125. Where threats are not imminent but latent, the Charter gives full authority to the Security Council to use military force, including preventively, to preserve international peace and security. As to genocide, ethnic cleansing and other such crimes against humanity, are they not also threats to international peace and security, against which humanity should be able to look to the Security Council for protection?"
For the use of force to be permitted under customary international law, it must be imminent and necessary. Necessary means that there are no alternative peaceful options.
But when is imminent actually imminent? This is highlighted in the Caroline incident.
The Caroline incident
United States Secretary of State Daniel Webster in the Caroline incident spoke of imminence as a threat which was ‘instant, overwhelming, leaving no choice of means and no moment for deliberation.’
- In the first part of the 19th Century, Canada was under British rule. The United States and the British lived in a state of peace.
- In 1837 a rebellion started to take place in the present-day region of Ontario, Canada against British rule. It was short-lived as the makeup of the rebellion was largely poorly armed volunteers.
- The rebel leader flew to New York, USA to gain more support for his rebellion. He gathered a small group of followers and established a headquarters on Navy Island (the Canadian side of Niagara falls).
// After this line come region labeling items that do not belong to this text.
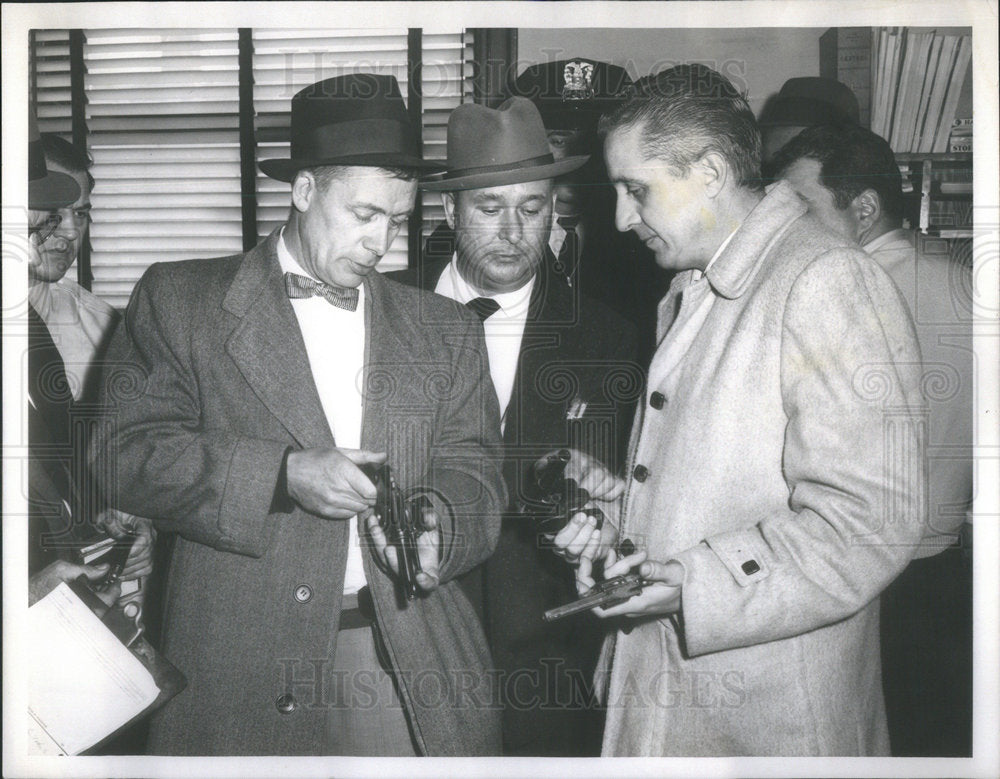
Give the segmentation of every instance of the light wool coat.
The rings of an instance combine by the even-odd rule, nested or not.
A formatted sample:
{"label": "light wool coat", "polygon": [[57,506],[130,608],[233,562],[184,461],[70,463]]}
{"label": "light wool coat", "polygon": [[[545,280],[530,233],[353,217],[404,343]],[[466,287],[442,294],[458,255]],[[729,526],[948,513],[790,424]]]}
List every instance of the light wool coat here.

- This rebellion group claimed to represent the government of upper Canada, and prepared to invade mainland Canada.
- There was a vessel named the Caroline, which was owned by US nationals. This ship was allegedly providing assistance to this rebellion group in Canada.
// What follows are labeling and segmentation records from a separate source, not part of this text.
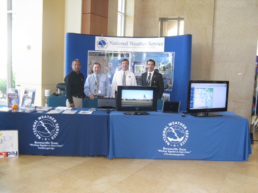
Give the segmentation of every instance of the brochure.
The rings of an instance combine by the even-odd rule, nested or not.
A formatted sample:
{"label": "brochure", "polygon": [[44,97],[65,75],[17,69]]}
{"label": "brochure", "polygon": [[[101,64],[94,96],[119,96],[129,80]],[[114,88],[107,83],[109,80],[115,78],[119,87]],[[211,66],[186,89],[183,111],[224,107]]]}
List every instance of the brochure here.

- In December 1837, the Caroline was docked on the US side of the Niagara river. British troops boarded the ship, killed US nationals*, set the ship on fire and sent the ship over the Niagara Falls.
The British government said the “Caroline was a hostile vessel engaged in piratical war against her Majesty’s people” and because of this, it was attacked by Her Majesty’s people, captured and destroyed. The British claimed it was self-defence. After the furious reaction by the United States, the British ultimately apologised. This lead to diplomatic communications over what constitutes as self-defence between the British and the Americans.
The Americans (US Secretary of State Daniel Webster) proposed two key points in communications to Lord Ashburton (British special representative to Washington): necessity and proportionality.
- Necessity: the threat must be “instant, overwhelming and leave no choice of means and no moment for deliberation.”
- Proportionality: the attack in pre-emptive self defence must be in a manner proportionate to the threat, “it must be limited by necessity, and kept clearly within it.”
This basis for pre-emptive self-defence and the definition of imminence has largely unchanged in international law today.
A 2005 study by Chatham House looked at the question of imminence in pre-emptive self-defence, and found that force is permitted if:
- It is believed that any further delay in the attack would result in the inability of the defending state to defend itself against the attack or avert the attack.
- The wider context between the parties has been considered (assessment of imminence, capability of the attacker, gravity of the threat, nature of the threat)
- An assessment has taken place on a factual basis and in good faith.
In conclusion, anticipatory self-defence can be permitted on a legal basis if the use of force by the threatening party was imminent, leaving no choice and no moment for deliberation by the threatened state.
* There is a debate over who many US nationals was killed, some claim several, others claim one.